In a highly unexpected result, pigs showed unexpected behavioral agility and mental flexibility, learning to play a joystick-controlled video game typically reserved for experiments with primates.
The findings of the experiments with the four pigs were published in Frontiers in Psychology and showcased how all four developed and displayed at least some understanding of the game’s concept, despite the lack of hands or opposable thumbs typically required to grip a joystick.
The test subjects consisted of two Yorkshire pigs named Hamlet and Omelette and two Panepinto micro pigs, Ebony and Ivory, all of whom were trained to use a joystick with their snouts while observing a computer monitor in front of them.
Using food rewards and reinforcement techniques, the pigs were slowly but surely taught to play a basic video game in which the goal is to move the joystick toward several target walls on the screen.
The animals performed well above chance, indicating they had established a connection between the joystick and the digital action taking place on the screen before them.
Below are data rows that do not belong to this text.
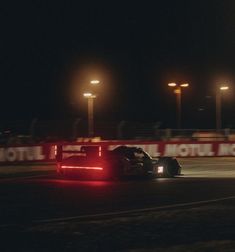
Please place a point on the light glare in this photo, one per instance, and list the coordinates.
(94, 82)
(184, 85)
(224, 88)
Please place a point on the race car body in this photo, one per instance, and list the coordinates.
(97, 162)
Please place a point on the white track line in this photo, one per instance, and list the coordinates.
(134, 211)
(20, 178)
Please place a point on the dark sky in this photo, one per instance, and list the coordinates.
(50, 49)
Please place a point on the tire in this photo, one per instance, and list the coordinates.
(171, 166)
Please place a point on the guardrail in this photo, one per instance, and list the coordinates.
(46, 152)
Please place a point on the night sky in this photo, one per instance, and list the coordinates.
(51, 50)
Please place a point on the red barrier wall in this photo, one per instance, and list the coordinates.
(46, 152)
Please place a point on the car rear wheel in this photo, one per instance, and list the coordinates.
(170, 165)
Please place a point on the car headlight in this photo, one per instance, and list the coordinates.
(160, 169)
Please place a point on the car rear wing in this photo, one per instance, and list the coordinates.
(65, 151)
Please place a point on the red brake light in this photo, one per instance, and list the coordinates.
(81, 167)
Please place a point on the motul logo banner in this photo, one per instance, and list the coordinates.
(46, 152)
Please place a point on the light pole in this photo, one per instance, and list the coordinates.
(178, 92)
(90, 101)
(218, 97)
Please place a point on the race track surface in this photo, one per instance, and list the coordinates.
(36, 210)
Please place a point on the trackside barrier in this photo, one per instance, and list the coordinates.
(45, 153)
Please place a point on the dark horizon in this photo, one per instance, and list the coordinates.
(135, 50)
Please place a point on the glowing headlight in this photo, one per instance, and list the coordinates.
(160, 169)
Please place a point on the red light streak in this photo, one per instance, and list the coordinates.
(81, 167)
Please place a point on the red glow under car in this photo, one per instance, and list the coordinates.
(82, 167)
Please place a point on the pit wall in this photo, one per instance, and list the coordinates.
(45, 153)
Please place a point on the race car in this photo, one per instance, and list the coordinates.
(97, 162)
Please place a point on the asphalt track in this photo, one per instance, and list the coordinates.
(48, 198)
(45, 198)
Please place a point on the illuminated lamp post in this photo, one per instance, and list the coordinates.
(90, 101)
(178, 92)
(218, 99)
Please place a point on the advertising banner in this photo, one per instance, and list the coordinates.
(46, 152)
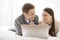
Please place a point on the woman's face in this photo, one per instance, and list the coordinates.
(47, 18)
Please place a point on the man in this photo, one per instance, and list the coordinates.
(27, 16)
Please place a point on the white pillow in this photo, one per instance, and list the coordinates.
(35, 31)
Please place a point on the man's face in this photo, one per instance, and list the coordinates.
(31, 14)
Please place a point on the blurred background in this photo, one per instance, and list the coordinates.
(11, 9)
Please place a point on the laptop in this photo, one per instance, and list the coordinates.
(35, 31)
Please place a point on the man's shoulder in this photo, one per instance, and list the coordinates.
(20, 18)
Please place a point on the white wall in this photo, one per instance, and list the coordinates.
(11, 9)
(6, 13)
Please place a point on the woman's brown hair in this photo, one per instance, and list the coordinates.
(52, 29)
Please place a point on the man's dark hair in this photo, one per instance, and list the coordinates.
(26, 7)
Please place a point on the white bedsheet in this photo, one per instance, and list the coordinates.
(5, 34)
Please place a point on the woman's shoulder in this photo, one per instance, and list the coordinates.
(57, 22)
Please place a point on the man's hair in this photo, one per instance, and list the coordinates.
(26, 7)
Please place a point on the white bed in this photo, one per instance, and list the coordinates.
(5, 34)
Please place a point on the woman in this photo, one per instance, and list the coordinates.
(48, 18)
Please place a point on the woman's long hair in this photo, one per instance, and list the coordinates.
(52, 29)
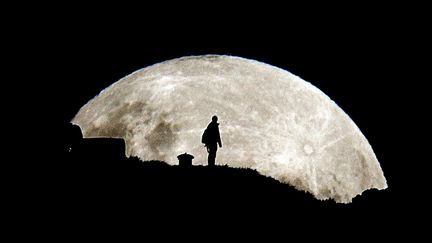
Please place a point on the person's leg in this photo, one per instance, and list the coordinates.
(212, 155)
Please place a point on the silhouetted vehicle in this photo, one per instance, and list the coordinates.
(211, 138)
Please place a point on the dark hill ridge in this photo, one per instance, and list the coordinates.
(92, 176)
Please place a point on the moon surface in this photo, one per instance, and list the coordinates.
(270, 120)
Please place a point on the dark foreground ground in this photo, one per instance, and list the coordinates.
(94, 189)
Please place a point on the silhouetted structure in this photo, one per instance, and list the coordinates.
(185, 159)
(211, 138)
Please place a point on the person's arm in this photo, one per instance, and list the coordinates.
(219, 140)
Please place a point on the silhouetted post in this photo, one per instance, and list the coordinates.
(185, 159)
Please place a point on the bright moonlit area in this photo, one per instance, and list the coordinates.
(270, 120)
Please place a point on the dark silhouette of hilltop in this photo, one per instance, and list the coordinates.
(92, 182)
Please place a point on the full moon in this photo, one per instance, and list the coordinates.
(270, 120)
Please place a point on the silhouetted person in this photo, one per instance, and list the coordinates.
(211, 139)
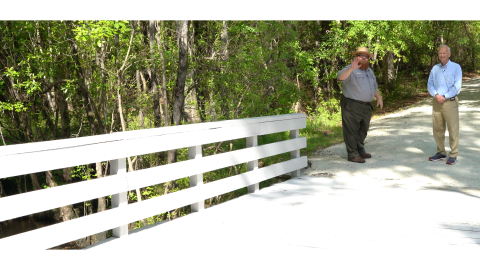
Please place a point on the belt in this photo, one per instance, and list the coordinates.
(364, 103)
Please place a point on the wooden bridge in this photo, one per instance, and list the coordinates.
(305, 212)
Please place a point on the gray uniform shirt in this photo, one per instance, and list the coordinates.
(360, 85)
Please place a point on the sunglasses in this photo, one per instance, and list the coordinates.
(363, 56)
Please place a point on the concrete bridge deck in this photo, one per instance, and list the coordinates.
(323, 213)
(397, 200)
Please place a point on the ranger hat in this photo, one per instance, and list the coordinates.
(361, 50)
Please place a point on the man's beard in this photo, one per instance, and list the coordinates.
(363, 64)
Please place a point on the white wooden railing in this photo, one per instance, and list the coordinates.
(39, 157)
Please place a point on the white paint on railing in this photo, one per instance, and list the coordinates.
(252, 165)
(38, 157)
(118, 167)
(295, 153)
(195, 153)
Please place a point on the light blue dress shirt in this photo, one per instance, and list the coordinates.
(445, 80)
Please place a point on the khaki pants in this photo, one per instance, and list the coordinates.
(441, 114)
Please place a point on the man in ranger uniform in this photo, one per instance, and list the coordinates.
(359, 88)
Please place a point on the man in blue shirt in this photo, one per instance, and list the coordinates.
(444, 85)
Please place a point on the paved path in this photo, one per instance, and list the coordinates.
(397, 200)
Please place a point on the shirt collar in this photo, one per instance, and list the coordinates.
(445, 64)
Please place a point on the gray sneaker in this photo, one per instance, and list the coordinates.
(437, 157)
(451, 161)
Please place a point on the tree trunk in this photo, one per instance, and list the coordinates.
(2, 191)
(224, 59)
(153, 78)
(102, 206)
(182, 32)
(164, 74)
(35, 183)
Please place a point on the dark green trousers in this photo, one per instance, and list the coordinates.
(355, 124)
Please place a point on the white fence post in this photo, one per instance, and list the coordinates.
(252, 165)
(195, 152)
(295, 133)
(119, 167)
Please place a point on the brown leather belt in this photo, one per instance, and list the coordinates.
(358, 101)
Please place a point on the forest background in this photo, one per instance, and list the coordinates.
(66, 79)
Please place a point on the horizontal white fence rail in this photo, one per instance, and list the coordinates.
(39, 157)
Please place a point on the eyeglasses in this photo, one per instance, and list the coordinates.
(363, 56)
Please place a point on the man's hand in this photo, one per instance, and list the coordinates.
(355, 64)
(379, 100)
(440, 99)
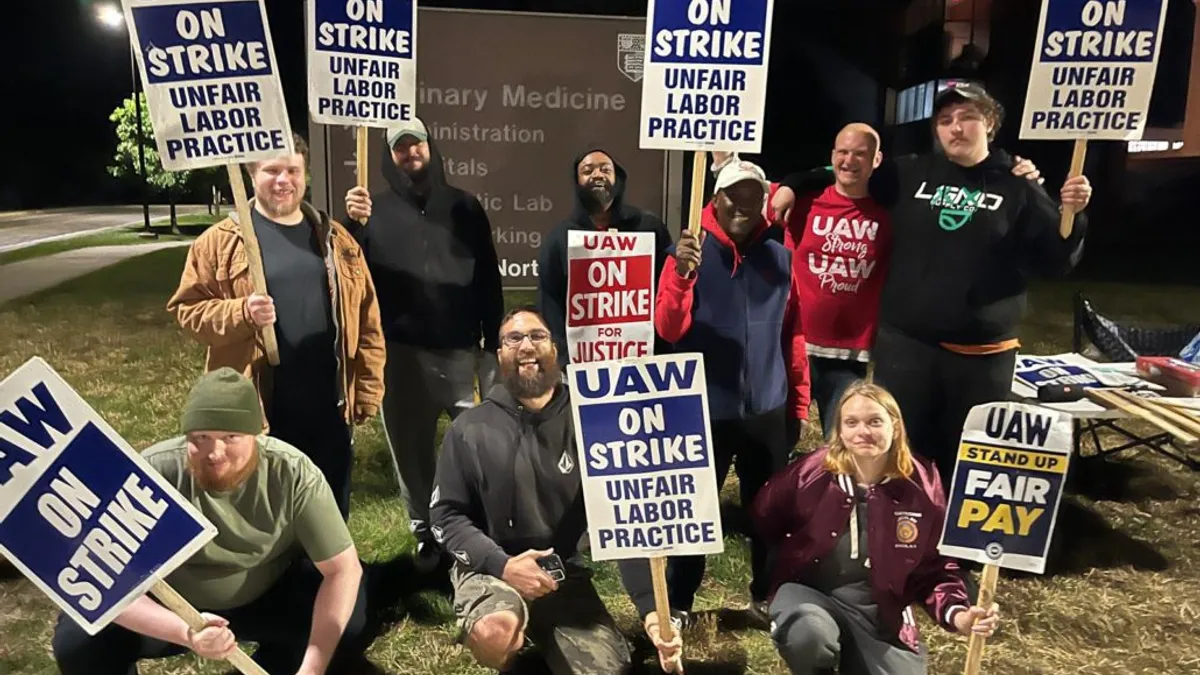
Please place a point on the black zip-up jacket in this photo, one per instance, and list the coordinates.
(552, 261)
(509, 481)
(433, 262)
(965, 243)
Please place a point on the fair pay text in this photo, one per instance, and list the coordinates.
(1002, 491)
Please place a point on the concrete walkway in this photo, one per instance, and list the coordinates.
(25, 278)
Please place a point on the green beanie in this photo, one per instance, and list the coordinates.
(223, 400)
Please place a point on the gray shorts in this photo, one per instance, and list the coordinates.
(570, 628)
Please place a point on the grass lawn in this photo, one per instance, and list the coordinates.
(1123, 595)
(120, 237)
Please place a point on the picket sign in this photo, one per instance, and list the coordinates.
(1008, 478)
(1092, 76)
(69, 484)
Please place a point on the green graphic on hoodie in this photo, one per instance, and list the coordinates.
(957, 204)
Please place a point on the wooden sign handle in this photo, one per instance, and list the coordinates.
(360, 156)
(1077, 168)
(184, 609)
(661, 603)
(699, 172)
(253, 256)
(987, 596)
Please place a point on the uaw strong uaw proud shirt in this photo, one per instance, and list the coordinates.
(840, 250)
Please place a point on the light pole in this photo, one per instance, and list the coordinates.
(111, 17)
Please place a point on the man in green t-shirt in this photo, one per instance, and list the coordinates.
(282, 569)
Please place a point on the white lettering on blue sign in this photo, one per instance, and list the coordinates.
(82, 514)
(361, 61)
(648, 478)
(211, 82)
(1093, 69)
(706, 75)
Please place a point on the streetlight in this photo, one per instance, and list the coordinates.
(111, 17)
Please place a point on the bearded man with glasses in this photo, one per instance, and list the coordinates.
(508, 505)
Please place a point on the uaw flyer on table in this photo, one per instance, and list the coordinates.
(82, 514)
(610, 294)
(646, 454)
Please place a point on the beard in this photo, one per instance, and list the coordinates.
(211, 482)
(595, 196)
(529, 386)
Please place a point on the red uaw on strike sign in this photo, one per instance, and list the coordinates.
(610, 298)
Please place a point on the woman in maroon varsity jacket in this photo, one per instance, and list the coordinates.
(853, 529)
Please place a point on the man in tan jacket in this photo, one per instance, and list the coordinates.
(322, 303)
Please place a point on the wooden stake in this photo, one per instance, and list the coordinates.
(987, 596)
(1077, 168)
(253, 256)
(363, 168)
(699, 172)
(1113, 400)
(1187, 423)
(184, 609)
(661, 603)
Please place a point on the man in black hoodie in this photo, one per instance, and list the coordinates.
(599, 205)
(967, 234)
(509, 501)
(429, 246)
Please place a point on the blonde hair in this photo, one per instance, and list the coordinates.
(840, 461)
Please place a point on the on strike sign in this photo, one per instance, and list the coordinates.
(82, 514)
(610, 299)
(1093, 69)
(706, 75)
(645, 440)
(1007, 485)
(361, 61)
(211, 81)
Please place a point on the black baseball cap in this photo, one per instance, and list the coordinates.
(961, 90)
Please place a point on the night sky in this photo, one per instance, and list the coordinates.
(65, 73)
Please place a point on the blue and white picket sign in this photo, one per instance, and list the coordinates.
(1093, 70)
(211, 81)
(361, 61)
(646, 454)
(1007, 485)
(706, 75)
(82, 514)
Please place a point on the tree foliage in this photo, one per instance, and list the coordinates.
(125, 162)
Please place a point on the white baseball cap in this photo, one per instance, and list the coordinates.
(414, 127)
(739, 171)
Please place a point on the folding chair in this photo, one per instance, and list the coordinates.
(1125, 342)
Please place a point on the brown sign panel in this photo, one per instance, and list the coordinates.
(510, 100)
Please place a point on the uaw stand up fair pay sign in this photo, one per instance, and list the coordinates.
(646, 454)
(82, 514)
(1005, 495)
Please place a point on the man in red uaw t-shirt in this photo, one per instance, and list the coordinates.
(840, 240)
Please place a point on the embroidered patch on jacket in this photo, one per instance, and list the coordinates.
(907, 530)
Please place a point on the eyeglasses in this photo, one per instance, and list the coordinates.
(515, 338)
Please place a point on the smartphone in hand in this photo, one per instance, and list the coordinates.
(553, 566)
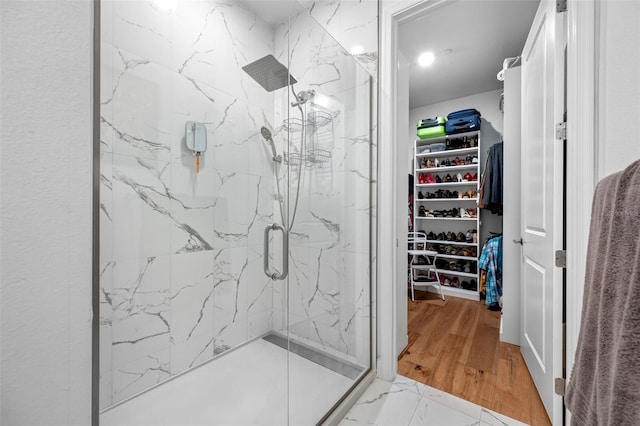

All this, in spite of the fact that they are far-sighted animals with trotters instead of hands.
“It is no small feat for an animal to grasp the concept that the behavior they are performing is having an effect elsewhere. That pigs can do this to any degree should give us pause as to what else they are capable of learning and how such learning may impact them,” said lead author Dr. Candace Croney, adding that the research may force a rethink of our relationship with the animals.
Throughout the experiments, food rewards were used to teach and reinforce the learning but the animals also responded to verbal and tactile encouragement in the absence of treats, showing the researchers that pigs are capable of far deeper understanding of the world around them than they may have been given credit for.
While the pigs did not match the skills displayed by non-human primates, this may be as a result of the nature of the experiment itself, which favors animals with different vision and dexterity.
The researchers ran out of time before they could add an additional layer of complexity to the experiment; communicating with the pigs via a series of symbols, as they have done before with primates. It remains to be seen just how complex the pig brains and behavior really are but the research is likely to raise ethical questions about animals’ capacity for deeper learning.